While the game is not exactly an artistic masterpiece, it does have its own flair. I found it to be more appealing graphically than any of the previous Leisure Suit Larry games (seven years of technological advancement will do that for a game). The character designs are interesting and help with the humor (there is a porn fairy that looks somewhat like Ron Jeremy, only shorter and even more disproportionate). The character models are fairly choppy and not exactly super high resolution. If you were hoping to see some stunning computer-rendered nudity, look elsewhere because the less the models wear, the worse they look. The game has a fairly entertaining appearance reminiscent of a twisted cartoon gone wrong, and while the backgrounds do not look amazing technically, they are pretty cool in an artistic way. I also really liked little things they did to make it seem a touch more realistic. There are bottles, cans, papers, balls and other miscellaneous junk lying about that react in an at least semi-realistic way when you kick them (balls bounce around and bottles break).
The voice acting is definitely above average, with each character's voice matching his/her character design and profile. As an example, the band geek has a bit of a lisp, sounding like she has been wearing braces for years. The interactive discussions are also one of the best parts of this game because they create dynamic and entertaining conversations while you play. The music is placed intelligently within the game, with nothing standing out as being contrived. You hear music when you get near radios, and the music style seems to be based on where the radio is and who would be listening to it.

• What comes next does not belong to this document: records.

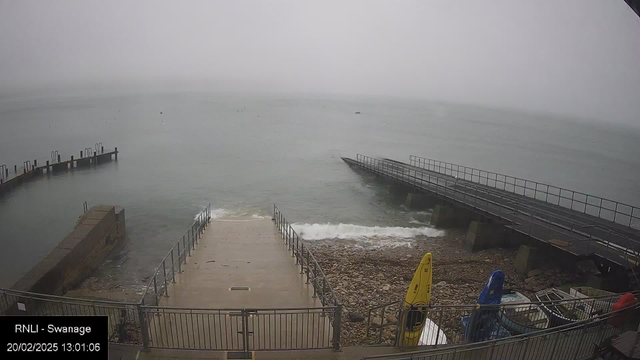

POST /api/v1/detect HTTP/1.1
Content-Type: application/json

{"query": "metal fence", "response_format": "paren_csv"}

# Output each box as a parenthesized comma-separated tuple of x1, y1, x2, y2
(140, 205, 212, 306)
(142, 306, 338, 351)
(354, 155, 640, 267)
(362, 303, 640, 360)
(273, 204, 341, 308)
(366, 291, 633, 348)
(0, 288, 143, 345)
(409, 155, 640, 230)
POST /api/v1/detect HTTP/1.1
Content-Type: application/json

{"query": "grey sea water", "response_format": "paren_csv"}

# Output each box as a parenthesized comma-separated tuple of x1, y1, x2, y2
(1, 88, 639, 290)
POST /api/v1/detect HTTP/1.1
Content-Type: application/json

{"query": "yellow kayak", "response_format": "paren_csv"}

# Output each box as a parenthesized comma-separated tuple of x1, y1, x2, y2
(400, 252, 432, 346)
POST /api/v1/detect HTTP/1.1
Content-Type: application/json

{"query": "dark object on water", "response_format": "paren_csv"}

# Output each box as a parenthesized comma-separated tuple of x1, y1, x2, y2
(355, 111, 361, 114)
(160, 111, 163, 114)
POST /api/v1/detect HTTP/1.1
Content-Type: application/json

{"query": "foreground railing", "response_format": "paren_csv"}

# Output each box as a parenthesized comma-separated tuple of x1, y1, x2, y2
(366, 291, 635, 347)
(0, 288, 143, 345)
(354, 154, 640, 264)
(142, 305, 338, 351)
(140, 204, 211, 306)
(409, 155, 640, 230)
(363, 303, 640, 360)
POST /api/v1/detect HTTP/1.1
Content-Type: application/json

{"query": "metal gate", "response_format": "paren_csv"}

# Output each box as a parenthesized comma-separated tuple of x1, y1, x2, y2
(142, 306, 340, 352)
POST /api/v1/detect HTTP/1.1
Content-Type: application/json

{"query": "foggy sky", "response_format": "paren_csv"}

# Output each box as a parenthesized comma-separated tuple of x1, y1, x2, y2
(1, 0, 639, 125)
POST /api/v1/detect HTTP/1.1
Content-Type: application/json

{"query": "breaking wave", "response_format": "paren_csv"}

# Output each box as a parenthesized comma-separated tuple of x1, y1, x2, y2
(291, 223, 444, 240)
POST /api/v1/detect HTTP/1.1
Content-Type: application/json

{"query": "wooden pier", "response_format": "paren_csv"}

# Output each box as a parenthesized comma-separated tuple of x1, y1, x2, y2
(0, 145, 118, 196)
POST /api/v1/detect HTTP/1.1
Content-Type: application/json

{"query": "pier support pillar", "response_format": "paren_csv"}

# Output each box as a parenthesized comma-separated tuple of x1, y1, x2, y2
(430, 205, 472, 228)
(387, 183, 411, 197)
(514, 245, 540, 275)
(404, 193, 436, 209)
(465, 221, 508, 252)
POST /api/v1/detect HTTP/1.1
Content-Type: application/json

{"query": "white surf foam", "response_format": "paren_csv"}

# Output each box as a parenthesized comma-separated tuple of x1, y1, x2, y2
(409, 217, 429, 225)
(291, 223, 444, 240)
(251, 214, 270, 219)
(196, 208, 229, 220)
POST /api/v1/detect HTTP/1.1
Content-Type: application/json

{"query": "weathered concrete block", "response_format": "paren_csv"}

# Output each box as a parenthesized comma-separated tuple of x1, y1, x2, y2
(430, 205, 472, 228)
(10, 205, 126, 298)
(514, 245, 539, 275)
(464, 221, 507, 252)
(404, 193, 436, 209)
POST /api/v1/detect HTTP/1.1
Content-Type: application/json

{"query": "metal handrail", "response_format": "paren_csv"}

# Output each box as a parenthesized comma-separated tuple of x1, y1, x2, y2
(363, 302, 640, 360)
(409, 155, 640, 230)
(0, 287, 139, 306)
(354, 155, 640, 267)
(272, 205, 340, 308)
(139, 204, 211, 305)
(272, 205, 343, 350)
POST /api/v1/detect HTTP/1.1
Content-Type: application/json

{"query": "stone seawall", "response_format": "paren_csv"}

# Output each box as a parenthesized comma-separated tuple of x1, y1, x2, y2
(11, 205, 126, 295)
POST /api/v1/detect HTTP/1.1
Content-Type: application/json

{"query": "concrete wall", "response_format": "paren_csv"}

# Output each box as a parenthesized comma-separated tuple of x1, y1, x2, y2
(11, 205, 126, 296)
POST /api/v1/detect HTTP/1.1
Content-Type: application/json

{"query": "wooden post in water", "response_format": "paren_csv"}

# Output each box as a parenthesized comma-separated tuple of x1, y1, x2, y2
(115, 147, 118, 160)
(57, 154, 61, 163)
(80, 150, 83, 158)
(70, 156, 74, 168)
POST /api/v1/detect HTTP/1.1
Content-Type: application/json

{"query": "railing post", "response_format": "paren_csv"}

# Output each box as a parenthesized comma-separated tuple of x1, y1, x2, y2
(333, 304, 342, 351)
(153, 276, 159, 306)
(305, 251, 311, 283)
(312, 262, 318, 298)
(162, 261, 169, 297)
(300, 243, 305, 274)
(177, 242, 182, 272)
(171, 251, 176, 283)
(137, 304, 150, 351)
(322, 277, 327, 304)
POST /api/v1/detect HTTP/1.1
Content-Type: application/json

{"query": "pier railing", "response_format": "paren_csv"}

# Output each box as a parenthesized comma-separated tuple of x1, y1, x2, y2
(272, 205, 341, 308)
(366, 291, 634, 347)
(355, 155, 640, 266)
(409, 155, 640, 230)
(139, 204, 212, 306)
(362, 302, 640, 360)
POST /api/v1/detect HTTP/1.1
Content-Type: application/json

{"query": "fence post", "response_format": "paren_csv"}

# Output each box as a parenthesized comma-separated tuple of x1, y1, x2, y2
(333, 304, 342, 351)
(137, 304, 150, 351)
(177, 242, 182, 273)
(170, 250, 175, 282)
(153, 276, 159, 306)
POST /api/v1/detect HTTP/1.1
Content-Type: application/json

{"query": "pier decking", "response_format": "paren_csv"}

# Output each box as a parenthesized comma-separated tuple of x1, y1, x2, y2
(0, 145, 118, 196)
(163, 217, 318, 308)
(343, 155, 640, 273)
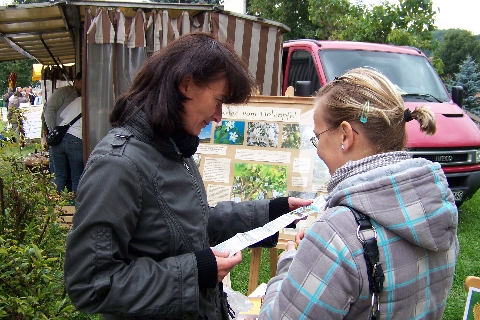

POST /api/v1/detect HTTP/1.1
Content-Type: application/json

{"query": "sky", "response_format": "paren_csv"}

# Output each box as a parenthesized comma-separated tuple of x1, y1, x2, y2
(1, 0, 478, 35)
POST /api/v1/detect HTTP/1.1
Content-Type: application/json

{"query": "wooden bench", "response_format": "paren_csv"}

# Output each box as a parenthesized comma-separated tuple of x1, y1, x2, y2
(58, 205, 75, 228)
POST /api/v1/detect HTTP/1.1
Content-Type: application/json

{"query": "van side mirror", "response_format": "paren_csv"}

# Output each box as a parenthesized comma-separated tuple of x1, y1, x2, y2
(295, 81, 312, 97)
(452, 86, 463, 107)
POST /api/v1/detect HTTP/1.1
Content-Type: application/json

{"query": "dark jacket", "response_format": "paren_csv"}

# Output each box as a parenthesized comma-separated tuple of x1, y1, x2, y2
(65, 110, 282, 319)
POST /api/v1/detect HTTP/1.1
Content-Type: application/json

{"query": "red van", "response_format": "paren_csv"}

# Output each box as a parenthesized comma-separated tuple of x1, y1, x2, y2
(282, 39, 480, 206)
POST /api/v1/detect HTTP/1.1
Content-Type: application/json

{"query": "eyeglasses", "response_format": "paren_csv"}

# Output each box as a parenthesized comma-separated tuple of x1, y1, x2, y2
(310, 126, 359, 148)
(310, 126, 337, 148)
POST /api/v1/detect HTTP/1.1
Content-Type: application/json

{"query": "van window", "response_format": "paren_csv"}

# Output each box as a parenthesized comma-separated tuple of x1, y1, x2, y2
(287, 50, 320, 94)
(319, 49, 450, 101)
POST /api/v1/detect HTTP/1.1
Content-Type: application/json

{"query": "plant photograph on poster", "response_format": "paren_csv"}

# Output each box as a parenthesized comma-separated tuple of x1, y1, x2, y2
(300, 124, 315, 150)
(199, 123, 212, 143)
(281, 123, 300, 149)
(246, 122, 279, 148)
(213, 120, 245, 145)
(232, 163, 287, 201)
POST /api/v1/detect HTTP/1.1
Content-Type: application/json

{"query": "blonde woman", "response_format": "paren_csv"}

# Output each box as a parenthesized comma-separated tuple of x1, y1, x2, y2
(260, 68, 458, 319)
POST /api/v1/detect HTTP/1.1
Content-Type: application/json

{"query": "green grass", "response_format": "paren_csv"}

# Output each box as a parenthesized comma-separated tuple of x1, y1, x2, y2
(231, 190, 480, 319)
(443, 191, 480, 319)
(1, 118, 41, 156)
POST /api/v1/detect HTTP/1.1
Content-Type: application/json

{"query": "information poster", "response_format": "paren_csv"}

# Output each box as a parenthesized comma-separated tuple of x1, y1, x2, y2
(21, 106, 43, 139)
(195, 96, 329, 206)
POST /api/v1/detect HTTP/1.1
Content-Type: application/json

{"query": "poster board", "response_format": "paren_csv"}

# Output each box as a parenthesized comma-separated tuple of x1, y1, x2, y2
(464, 287, 480, 320)
(194, 95, 329, 206)
(20, 106, 43, 139)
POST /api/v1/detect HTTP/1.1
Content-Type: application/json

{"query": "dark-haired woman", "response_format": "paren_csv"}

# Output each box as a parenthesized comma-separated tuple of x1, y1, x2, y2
(64, 32, 311, 319)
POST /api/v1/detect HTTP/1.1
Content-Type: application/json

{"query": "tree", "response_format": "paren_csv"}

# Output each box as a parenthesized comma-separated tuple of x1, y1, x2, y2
(451, 56, 480, 114)
(436, 29, 480, 76)
(0, 60, 37, 94)
(307, 0, 352, 40)
(436, 29, 480, 78)
(248, 0, 316, 40)
(149, 0, 221, 3)
(247, 0, 437, 52)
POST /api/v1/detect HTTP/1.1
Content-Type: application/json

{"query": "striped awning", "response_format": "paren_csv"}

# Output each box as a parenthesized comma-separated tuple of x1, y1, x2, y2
(83, 4, 289, 95)
(0, 2, 289, 60)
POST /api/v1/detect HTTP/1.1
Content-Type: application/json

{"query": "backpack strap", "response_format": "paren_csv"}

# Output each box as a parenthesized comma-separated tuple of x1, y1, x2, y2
(347, 206, 385, 320)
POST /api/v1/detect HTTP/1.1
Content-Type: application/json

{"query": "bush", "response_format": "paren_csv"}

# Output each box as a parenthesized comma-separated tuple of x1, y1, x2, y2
(0, 137, 84, 319)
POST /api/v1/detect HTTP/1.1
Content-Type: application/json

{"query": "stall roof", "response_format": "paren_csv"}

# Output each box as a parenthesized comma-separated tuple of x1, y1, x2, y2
(0, 0, 289, 66)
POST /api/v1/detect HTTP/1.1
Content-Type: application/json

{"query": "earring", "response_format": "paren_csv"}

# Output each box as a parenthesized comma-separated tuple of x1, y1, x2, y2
(341, 144, 345, 150)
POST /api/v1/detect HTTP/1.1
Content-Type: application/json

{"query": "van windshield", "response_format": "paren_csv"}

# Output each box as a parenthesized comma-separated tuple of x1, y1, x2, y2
(319, 49, 450, 102)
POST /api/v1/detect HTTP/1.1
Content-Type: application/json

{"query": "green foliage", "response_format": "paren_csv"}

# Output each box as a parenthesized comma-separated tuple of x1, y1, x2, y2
(436, 29, 480, 78)
(247, 0, 437, 52)
(442, 190, 480, 319)
(308, 0, 352, 40)
(281, 124, 300, 149)
(0, 137, 85, 318)
(248, 0, 316, 40)
(451, 56, 480, 114)
(0, 60, 37, 93)
(148, 0, 221, 3)
(232, 163, 287, 201)
(430, 55, 445, 77)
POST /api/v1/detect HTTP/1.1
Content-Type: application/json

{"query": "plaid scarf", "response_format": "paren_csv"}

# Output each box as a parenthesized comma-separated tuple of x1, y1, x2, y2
(327, 151, 411, 193)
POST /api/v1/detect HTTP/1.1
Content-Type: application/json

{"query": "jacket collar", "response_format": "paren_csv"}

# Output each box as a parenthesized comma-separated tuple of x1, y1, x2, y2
(122, 108, 182, 161)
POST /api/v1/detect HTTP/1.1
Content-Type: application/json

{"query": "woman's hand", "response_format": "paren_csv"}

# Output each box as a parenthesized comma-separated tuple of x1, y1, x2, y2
(295, 229, 306, 246)
(288, 197, 314, 224)
(287, 197, 313, 211)
(278, 240, 297, 260)
(211, 249, 242, 283)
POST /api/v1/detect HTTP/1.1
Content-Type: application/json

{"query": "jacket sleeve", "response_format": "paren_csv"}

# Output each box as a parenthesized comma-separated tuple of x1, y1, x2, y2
(64, 153, 200, 318)
(43, 90, 63, 130)
(207, 199, 271, 247)
(259, 217, 362, 319)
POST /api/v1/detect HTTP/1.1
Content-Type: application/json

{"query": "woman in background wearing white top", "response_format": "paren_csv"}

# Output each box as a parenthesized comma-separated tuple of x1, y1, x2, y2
(51, 96, 83, 193)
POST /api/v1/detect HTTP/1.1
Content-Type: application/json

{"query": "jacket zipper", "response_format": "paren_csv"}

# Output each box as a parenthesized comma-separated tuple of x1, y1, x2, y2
(182, 159, 208, 215)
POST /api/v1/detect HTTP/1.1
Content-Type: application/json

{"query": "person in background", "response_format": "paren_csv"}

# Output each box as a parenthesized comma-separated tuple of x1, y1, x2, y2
(7, 91, 29, 135)
(2, 87, 13, 109)
(64, 32, 312, 319)
(42, 72, 82, 189)
(43, 73, 82, 132)
(260, 68, 458, 319)
(9, 87, 23, 105)
(34, 91, 43, 105)
(26, 86, 36, 105)
(50, 96, 83, 193)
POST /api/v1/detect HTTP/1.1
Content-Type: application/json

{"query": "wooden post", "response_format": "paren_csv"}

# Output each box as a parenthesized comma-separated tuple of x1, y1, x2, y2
(269, 248, 278, 277)
(248, 247, 262, 295)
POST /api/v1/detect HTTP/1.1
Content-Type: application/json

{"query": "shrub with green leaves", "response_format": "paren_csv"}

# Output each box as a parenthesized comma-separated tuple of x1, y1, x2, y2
(0, 137, 85, 319)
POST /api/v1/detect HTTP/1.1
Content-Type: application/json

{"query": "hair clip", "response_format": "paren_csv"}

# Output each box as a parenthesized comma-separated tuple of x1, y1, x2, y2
(360, 100, 370, 123)
(404, 108, 413, 122)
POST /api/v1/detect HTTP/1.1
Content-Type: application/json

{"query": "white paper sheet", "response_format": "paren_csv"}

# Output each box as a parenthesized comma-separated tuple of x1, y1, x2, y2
(213, 196, 326, 257)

The game is very funny and can rival even the best of the inappropriate adult comedy out there. While I feel the developers missed their mark with some aspects of the humor (fart jokes are from junior high), other pieces of humor were dead-on and had me cracking up. I just wish the game could have lived up to the adventure games of yore, but perhaps the next time we see a Larry game, it will be a touch closer to the original. It is definitely worth renting, as you can easily get a couple hours of entertainment out of it; otherwise, you may never see Twiggy, and that would be a shame.